Advanced Use of Predicate, Function, Consumer, and Comparator in Java



This content originally appeared on DEV Community and was authored by William

Suppose you are building a Java application to manage a product inventory. You need to filter products by category, transform them into a formatted report, perform actions like logging, and sort them by price. Traditionally, this requires verbose loops and anonymous classes, leading to code that’s hard to read and maintain. How can we handle this elegantly?

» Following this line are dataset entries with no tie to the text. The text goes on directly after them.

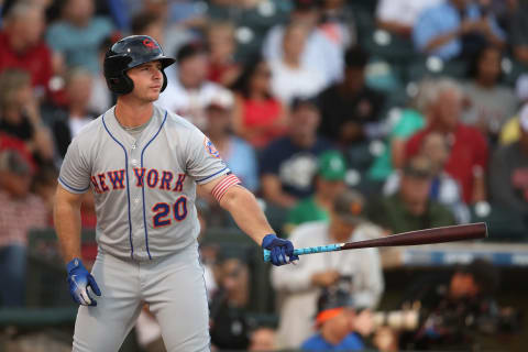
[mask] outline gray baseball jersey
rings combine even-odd
[[[196,241],[196,185],[229,172],[209,139],[185,119],[154,106],[135,138],[111,108],[72,141],[58,182],[74,194],[92,189],[100,251],[148,261]]]

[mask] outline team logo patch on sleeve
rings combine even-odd
[[[209,140],[207,136],[204,140],[204,145],[206,146],[207,153],[211,154],[215,157],[220,157],[220,152],[217,150],[215,144],[212,144],[211,140]]]

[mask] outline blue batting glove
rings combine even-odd
[[[299,260],[298,255],[294,255],[294,244],[288,240],[277,238],[275,234],[266,234],[262,240],[262,248],[271,252],[271,262],[276,266]],[[289,258],[286,258],[286,256]]]
[[[79,258],[74,258],[66,265],[68,271],[69,294],[74,300],[82,306],[97,306],[97,301],[89,295],[88,286],[97,296],[101,296],[101,292],[97,286],[96,279],[82,265]]]

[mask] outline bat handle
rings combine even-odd
[[[294,250],[294,255],[304,255],[312,253],[323,253],[323,252],[333,252],[341,250],[343,243],[329,244],[329,245],[318,245],[318,246],[307,246],[305,249]],[[270,250],[264,250],[264,262],[270,262],[272,258],[272,252]]]

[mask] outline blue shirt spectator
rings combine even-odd
[[[81,66],[94,74],[100,70],[99,45],[114,30],[112,22],[94,16],[91,1],[68,0],[62,9],[62,20],[50,26],[46,42],[64,56],[66,66]]]
[[[462,54],[463,36],[466,34],[502,43],[505,34],[494,15],[484,14],[476,3],[446,0],[425,10],[413,29],[415,47],[421,53],[450,59]],[[436,45],[431,45],[433,41],[438,41]]]
[[[318,333],[306,340],[301,345],[302,351],[363,351],[364,349],[363,342],[355,332],[349,333],[338,344],[331,344]]]

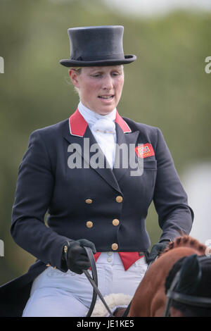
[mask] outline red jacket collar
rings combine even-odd
[[[131,132],[131,130],[124,120],[116,112],[115,123],[117,123],[124,133]],[[84,137],[87,127],[87,122],[81,115],[78,108],[69,118],[70,133],[74,136]]]

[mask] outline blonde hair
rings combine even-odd
[[[72,69],[72,70],[76,71],[78,75],[79,75],[82,72],[82,67],[70,67],[69,70],[70,69]],[[79,89],[77,87],[76,87],[75,86],[74,86],[73,88],[74,88],[75,91],[76,92],[76,93],[79,95]]]

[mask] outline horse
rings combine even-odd
[[[206,246],[189,236],[170,243],[146,271],[131,302],[127,317],[162,317],[167,302],[165,280],[178,260],[192,254],[205,255]]]
[[[120,308],[114,312],[114,316],[121,317],[124,313],[124,317],[163,316],[167,303],[165,281],[169,272],[181,258],[193,254],[203,256],[206,249],[205,245],[190,236],[177,237],[148,268],[132,298],[127,314],[125,308]],[[94,311],[92,316],[94,313]]]

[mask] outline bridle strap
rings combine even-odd
[[[93,254],[92,254],[92,251],[89,247],[84,247],[84,249],[87,252],[87,254],[88,255],[88,257],[89,257],[89,261],[90,261],[91,268],[91,275],[92,275],[92,278],[91,279],[95,282],[96,286],[98,286],[98,275],[97,275],[95,260],[94,260],[94,257]],[[87,277],[88,278],[88,280],[89,280],[89,277],[91,277],[91,276],[89,273],[89,271],[88,270],[83,270],[83,271],[84,271],[84,274],[86,275]],[[95,306],[96,299],[97,299],[97,293],[94,290],[94,288],[93,288],[91,302],[91,305],[90,305],[89,311],[88,311],[86,317],[90,317],[91,316],[91,313],[93,312],[93,310],[94,310],[94,306]]]
[[[84,270],[83,271],[84,271],[85,275],[87,276],[87,278],[88,279],[88,280],[91,283],[91,286],[93,287],[92,299],[91,299],[91,305],[90,305],[89,311],[88,311],[86,317],[90,317],[91,316],[91,315],[93,312],[93,310],[94,308],[95,304],[96,304],[97,295],[98,295],[100,299],[101,300],[101,301],[104,304],[105,307],[106,308],[107,311],[108,311],[108,313],[110,314],[109,317],[114,317],[114,316],[113,315],[112,312],[110,311],[108,306],[107,305],[103,296],[102,296],[101,293],[100,292],[100,291],[98,288],[97,270],[96,270],[96,263],[95,263],[95,260],[94,260],[94,257],[92,251],[91,251],[91,248],[89,248],[89,247],[84,246],[84,248],[85,249],[85,250],[87,251],[87,254],[88,255],[88,257],[89,258],[89,261],[90,261],[92,277],[91,277],[91,275],[90,275],[90,274],[89,274],[89,273],[87,270]]]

Java’s functional interfaces: Predicate, Function, Consumer, and Comparator, combined with lambda expressions and the Stream API, provide a concise, functional solution.

Example Scenario

Imagine a Product class with name, category, and price.

class Product {
    private String name;
    private String category;
    private double price;

    public Product(String name, String category, double price) {
        this.name = name;
        this.category = category;
        this.price = price;
    }

    public String getName() { return name; }
    public String getCategory() { return category; }
    public double getPrice() { return price; }

    @Override
    public String toString() {
        return name + " (" + category + ", $" + price + ")";
    }
}

We want to:

  1. Filter products in the “Electronics” category with a price above $100.
  2. Transform each product into a formatted report string.
  3. Log each processed product to a list.
  4. Sort the results by price in descending order.

Solution

public class ProductDemo {
    public static void main(String[] args) {

        List<Product> products = Arrays.asList(
                new Product("Phone", "Electronics", 499.99),
                new Product("Laptop", "Electronics", 999.99),
                new Product("Desk", "Furniture", 150.00),
                new Product("Headphones", "Electronics", 89.99),
                new Product("Tablet", "Electronics", 299.99)
        );


        Predicate<Product> isExpensiveElectronics = p ->
                p.getCategory().equals("Electronics") && p.getPrice() > 100;

        Function<Product, String> formatReport = p ->
                String.format("Product: %s, Price: $%.2f", p.getName(), p.getPrice());

        List<String> log = new ArrayList<>();
        Consumer<Product> logProduct = p -> log.add("Processed: " + p);

        Comparator<Product> byPriceDesc = (p1, p2) ->
                Double.compare(p2.getPrice(), p1.getPrice());


        List<String> report = products.stream()
                .filter(isExpensiveElectronics)
                .peek(logProduct)
                .sorted(byPriceDesc)
                .map(formatReport)
                .toList();

        System.out.println("Formatted Report:");
        report.forEach(System.out::println);

        System.out.println("\nAudit Log:");
        log.forEach(System.out::println);
    }
}

Explanation of the Code

  • Predicate: isExpensiveElectronicscombines two conditions (category and price) to filter electronics over $100.
  • Function: formatReport transforms each product into a formatted string for the report.
  • Consumer: logProduct adds each filtered product to an audit log using peek.
  • Comparator: byPriceDesc sorts products by price in descending order.
  • Stream Pipeline: Chains filter, peek, sorted, and map to process the list at once.

Output:

Formatted Report:
Product: Laptop, Price: $999.99
Product: Phone, Price: $499.99
Product: Tablet, Price: $299.99

Audit Log:
Processed: Laptop (Electronics, $999.99)
Processed: Phone (Electronics, $499.99)
Processed: Tablet (Electronics, $299.99)

Conclusion

Predicate, Function, Consumer, and Comparator address the challenge of complex data processing by enabling a concise, functional pipeline. In this inventory example, they filtered, transformed, logged, and sorted products efficiently, reducing boilerplate compared to traditional loops and classes. With no external dependencies and tight integration with Java’s Stream API, these interfaces make code modular, readable, and maintainable, solving real-world data processing problems in modern Java applications.